This latter point is related to another aspect of the problem: supply and demand. An added burden to those fighting piracy in Estonia is, sadly, Finland. There are countless busses that run from the ports to the infamous Kadaka Turg (Kadaka Market) in Tallinn, a free-for-all flea market. The open market is visited daily by thousands of Finns, eager to pick up cheap music, software and clothes - all mostly illegal imitations.
Once, at an EU-integration talk in Tallinn, a high-ranking Finnish diplomat of the European Commission Mission in Estonia complained about piracy and its availability at Kadaka Turg. Frankly, that is like the English complaining about cheap drinks while in Calais.
A survey quoted by local recording industry executives suggests that 99 per cent of the 1.2 million CDs purchased by Finns in Estonia last year were pirated copies.

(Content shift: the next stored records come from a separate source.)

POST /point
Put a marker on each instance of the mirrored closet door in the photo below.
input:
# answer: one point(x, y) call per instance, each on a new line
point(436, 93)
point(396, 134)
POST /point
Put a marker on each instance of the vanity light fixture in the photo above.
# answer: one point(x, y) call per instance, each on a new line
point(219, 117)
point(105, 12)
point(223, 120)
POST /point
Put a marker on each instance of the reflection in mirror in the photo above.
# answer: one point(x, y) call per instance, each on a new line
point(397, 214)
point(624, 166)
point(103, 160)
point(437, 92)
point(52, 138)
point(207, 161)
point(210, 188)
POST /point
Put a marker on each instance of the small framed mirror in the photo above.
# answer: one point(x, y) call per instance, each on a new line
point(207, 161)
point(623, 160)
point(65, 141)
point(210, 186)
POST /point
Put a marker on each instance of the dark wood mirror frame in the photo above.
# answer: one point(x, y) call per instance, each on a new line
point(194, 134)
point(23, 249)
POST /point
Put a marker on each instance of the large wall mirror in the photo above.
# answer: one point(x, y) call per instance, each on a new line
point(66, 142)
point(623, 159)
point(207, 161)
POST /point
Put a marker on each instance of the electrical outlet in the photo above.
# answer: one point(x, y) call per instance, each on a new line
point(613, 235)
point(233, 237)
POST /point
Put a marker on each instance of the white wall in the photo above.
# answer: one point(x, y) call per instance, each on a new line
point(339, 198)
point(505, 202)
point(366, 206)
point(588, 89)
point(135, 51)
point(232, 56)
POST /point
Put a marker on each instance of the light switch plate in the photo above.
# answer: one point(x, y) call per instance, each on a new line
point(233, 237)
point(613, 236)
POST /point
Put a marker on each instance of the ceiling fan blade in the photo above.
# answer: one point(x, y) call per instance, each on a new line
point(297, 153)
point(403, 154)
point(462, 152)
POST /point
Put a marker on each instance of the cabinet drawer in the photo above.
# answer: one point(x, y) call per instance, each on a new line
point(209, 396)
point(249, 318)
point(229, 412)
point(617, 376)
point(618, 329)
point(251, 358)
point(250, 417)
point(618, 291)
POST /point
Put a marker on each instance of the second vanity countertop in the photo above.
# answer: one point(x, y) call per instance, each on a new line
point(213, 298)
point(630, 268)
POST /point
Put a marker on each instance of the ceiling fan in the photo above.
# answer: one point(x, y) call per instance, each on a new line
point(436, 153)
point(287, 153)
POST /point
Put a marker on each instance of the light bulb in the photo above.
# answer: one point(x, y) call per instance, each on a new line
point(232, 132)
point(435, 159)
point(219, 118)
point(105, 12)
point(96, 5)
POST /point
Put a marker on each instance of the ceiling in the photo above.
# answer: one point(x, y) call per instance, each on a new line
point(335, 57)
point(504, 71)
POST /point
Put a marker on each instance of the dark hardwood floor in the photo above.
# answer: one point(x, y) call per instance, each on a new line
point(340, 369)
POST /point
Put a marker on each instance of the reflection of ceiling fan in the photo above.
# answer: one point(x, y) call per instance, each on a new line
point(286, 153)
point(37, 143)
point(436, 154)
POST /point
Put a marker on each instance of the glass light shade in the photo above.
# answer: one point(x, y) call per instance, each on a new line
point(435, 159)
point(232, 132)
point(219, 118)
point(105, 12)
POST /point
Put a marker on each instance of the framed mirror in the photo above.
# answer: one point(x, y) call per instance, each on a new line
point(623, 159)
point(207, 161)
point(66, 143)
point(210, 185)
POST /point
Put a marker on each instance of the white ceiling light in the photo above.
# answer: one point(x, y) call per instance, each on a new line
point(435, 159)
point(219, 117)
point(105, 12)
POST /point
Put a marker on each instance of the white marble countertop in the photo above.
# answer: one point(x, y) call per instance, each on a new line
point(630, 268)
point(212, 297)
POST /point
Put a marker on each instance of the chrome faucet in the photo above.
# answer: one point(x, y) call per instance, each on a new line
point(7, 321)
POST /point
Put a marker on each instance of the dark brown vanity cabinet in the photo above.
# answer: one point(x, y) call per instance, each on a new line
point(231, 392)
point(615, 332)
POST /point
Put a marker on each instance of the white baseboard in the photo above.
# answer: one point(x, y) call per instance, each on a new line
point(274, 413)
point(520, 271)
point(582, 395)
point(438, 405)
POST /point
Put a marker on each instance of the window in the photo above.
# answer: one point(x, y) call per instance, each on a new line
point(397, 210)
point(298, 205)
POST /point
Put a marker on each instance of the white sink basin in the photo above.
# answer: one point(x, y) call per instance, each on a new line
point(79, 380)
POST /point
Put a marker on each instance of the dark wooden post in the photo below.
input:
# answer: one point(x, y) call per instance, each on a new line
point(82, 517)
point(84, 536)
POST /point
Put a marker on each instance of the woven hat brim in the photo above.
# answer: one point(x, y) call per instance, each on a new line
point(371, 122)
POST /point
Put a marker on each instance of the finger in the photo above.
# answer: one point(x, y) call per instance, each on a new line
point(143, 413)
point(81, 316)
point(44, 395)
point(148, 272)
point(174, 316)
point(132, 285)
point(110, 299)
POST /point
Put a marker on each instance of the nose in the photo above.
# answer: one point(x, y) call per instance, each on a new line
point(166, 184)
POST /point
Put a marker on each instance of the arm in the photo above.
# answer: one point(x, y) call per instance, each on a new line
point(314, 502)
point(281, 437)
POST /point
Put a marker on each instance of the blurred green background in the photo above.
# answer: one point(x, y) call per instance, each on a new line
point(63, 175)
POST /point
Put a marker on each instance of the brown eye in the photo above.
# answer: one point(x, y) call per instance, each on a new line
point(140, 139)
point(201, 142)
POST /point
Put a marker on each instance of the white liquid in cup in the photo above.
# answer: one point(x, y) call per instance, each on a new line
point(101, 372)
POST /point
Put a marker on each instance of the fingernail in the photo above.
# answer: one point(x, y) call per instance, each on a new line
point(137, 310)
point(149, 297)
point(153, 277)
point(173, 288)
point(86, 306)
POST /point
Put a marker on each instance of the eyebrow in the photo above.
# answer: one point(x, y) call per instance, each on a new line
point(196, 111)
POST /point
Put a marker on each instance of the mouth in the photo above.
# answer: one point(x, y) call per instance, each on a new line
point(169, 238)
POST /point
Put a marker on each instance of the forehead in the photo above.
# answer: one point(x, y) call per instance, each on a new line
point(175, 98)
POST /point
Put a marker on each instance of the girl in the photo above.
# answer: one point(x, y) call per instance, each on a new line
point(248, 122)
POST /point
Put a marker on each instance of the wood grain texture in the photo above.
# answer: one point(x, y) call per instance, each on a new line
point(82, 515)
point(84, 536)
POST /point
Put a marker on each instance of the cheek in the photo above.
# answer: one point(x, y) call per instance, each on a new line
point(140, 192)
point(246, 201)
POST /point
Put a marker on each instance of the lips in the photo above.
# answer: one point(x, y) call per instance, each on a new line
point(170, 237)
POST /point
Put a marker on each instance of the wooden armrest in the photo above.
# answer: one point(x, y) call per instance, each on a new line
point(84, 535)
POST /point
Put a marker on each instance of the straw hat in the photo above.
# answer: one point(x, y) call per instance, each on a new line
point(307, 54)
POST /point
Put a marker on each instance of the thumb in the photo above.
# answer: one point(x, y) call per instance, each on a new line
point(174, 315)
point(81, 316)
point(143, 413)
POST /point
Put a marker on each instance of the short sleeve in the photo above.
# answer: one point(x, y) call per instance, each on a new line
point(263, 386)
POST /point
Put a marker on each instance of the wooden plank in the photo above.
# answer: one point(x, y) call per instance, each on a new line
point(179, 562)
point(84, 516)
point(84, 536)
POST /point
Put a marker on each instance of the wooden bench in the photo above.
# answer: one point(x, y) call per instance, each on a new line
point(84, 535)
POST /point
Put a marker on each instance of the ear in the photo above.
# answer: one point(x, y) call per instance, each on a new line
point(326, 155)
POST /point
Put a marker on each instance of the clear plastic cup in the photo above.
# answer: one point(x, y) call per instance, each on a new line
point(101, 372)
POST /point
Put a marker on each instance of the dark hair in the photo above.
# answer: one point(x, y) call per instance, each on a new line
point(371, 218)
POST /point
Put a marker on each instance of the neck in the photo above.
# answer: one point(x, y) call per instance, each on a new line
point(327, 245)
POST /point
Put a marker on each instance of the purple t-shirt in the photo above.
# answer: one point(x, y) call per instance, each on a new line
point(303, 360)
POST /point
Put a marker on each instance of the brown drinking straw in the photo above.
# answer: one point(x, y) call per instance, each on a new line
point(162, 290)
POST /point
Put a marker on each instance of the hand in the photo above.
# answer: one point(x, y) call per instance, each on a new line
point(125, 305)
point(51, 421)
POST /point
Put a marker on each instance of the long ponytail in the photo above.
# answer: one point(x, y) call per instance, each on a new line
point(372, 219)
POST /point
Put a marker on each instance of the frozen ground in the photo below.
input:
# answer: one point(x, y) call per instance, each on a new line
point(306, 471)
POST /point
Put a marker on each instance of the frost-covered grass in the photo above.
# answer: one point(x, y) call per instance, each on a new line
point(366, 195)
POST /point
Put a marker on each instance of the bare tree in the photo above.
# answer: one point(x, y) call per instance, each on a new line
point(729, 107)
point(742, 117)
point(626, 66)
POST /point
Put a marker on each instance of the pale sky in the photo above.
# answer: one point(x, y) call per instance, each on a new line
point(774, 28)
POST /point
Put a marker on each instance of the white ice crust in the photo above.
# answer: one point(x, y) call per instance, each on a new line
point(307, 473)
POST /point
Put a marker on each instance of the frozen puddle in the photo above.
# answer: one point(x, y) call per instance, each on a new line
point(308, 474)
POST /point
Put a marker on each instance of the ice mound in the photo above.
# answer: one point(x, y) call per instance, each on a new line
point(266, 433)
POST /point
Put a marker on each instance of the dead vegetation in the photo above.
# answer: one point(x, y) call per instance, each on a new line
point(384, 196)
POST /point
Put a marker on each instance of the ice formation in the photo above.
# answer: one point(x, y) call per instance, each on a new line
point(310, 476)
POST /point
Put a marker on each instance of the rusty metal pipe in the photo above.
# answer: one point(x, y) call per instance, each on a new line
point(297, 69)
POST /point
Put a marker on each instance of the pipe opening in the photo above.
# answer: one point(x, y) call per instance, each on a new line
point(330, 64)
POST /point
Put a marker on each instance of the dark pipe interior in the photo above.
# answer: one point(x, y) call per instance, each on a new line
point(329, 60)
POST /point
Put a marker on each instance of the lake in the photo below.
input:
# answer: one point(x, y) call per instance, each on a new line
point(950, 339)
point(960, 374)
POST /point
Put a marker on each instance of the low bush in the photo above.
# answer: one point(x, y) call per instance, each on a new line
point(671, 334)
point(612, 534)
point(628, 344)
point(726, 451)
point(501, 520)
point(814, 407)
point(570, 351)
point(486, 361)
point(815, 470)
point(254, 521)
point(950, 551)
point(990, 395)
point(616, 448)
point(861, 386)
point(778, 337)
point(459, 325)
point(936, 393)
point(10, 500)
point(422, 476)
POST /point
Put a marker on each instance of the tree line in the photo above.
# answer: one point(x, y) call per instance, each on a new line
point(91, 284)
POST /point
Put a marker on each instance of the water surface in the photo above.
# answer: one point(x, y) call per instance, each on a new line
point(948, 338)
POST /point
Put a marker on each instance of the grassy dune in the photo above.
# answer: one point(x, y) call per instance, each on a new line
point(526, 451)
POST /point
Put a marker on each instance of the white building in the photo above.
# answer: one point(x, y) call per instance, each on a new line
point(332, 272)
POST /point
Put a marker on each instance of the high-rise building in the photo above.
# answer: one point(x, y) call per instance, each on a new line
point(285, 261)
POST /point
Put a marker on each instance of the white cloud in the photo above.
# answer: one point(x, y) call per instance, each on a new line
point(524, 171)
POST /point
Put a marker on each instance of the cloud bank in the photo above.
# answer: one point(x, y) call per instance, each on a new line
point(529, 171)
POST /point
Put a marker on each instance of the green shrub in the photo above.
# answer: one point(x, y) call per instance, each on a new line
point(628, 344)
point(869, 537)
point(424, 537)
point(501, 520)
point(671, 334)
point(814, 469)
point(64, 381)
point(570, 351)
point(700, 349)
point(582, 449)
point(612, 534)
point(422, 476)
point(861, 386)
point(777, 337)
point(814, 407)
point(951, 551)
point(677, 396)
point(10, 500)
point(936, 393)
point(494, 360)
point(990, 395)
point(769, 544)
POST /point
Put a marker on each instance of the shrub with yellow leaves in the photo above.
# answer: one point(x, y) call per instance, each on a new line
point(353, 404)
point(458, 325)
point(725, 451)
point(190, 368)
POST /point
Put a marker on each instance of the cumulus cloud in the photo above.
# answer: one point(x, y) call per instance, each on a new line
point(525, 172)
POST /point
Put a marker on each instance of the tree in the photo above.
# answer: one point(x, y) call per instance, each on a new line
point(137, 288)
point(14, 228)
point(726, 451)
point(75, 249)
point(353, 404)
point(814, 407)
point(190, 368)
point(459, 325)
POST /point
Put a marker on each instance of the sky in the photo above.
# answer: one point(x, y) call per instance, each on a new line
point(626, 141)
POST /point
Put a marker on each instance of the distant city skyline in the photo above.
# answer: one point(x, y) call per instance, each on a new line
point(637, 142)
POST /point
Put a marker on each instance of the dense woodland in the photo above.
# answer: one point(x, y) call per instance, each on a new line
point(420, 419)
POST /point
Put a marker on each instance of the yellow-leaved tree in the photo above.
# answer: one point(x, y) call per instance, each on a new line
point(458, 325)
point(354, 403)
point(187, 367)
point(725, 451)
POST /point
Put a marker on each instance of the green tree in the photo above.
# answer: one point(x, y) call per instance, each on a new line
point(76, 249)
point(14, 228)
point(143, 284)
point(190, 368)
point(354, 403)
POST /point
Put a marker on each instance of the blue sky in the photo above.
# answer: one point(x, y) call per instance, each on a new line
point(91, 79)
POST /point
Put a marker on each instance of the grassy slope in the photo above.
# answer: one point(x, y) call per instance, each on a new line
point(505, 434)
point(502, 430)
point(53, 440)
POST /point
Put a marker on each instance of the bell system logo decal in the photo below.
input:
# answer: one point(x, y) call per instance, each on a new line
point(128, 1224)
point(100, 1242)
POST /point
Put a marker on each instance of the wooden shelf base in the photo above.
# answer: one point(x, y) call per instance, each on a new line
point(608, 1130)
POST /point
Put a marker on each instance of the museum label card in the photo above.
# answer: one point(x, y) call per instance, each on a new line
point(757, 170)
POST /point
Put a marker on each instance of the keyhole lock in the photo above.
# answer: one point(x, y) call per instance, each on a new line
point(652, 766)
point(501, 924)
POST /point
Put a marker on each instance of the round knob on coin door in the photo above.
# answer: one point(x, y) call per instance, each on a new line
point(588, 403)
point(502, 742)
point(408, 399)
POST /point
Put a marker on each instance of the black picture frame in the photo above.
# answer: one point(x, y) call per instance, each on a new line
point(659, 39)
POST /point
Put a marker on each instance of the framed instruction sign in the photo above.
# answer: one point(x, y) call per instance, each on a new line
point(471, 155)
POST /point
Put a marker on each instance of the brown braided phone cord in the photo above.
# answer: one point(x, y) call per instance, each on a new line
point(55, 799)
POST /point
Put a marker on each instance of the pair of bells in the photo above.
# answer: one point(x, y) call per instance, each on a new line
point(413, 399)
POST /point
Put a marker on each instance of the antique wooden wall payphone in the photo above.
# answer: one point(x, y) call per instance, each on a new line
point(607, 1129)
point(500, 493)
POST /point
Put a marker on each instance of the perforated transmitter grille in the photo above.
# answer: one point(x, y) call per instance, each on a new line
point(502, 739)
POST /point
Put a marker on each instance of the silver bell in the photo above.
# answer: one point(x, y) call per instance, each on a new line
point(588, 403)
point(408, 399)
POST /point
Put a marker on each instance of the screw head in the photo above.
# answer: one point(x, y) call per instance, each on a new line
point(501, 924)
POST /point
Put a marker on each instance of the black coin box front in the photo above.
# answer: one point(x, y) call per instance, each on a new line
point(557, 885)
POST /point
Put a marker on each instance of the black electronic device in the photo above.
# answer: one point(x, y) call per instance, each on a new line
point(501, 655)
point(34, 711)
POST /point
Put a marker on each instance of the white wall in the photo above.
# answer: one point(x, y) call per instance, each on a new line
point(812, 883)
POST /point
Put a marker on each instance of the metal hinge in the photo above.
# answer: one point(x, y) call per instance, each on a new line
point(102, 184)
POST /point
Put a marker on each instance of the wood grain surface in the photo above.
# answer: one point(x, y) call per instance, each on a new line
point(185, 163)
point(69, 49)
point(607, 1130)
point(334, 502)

The EU, especially Nordic members, cannot take a high-and-mighty approach to the piracy problem in the Baltics without some self-examination, since they are a primary cause of the problem's exacerbation. Supply and demand is a concept learned at a very early stage, even in Brussels and Helsinki.
Of course, that is not to absolve the blame of local suppliers and consumers. In Estonia, the proliferation of pirated CDs is baffling. In various parts of Tallinn, a large number of people gather to trade CDs. However, at most of these gatherings, it is the pirates with their hundreds of CDs on display, who overwhelm honest traders. One such location is even in the direct line of sight of the headquarters of the Security Police!
To publicly scoff at pirated copies could result in some mischief being done to the outspoken anti-pirate consumer. It is even more shocking to see well-known musicians in Estonia themselves frequently purchasing pirated music. Except for seizures, the very infrequent raids usually produce little result, since the public dealers can easily claim they are just resellers and do not know the original source of the CDs. The authorities, already not very active in dealing with the situation, also have their hands bound by ineffective legislation.
Until there is a sincere will to deal with this problem in Estonia - both politically and among authorities - it will continue to grow. Finnish tourists will continue to purchase more pirated copies, as will local consumers. Until the supply side is controlled by legislation and enforcement, the solution to this problem will remain elusive.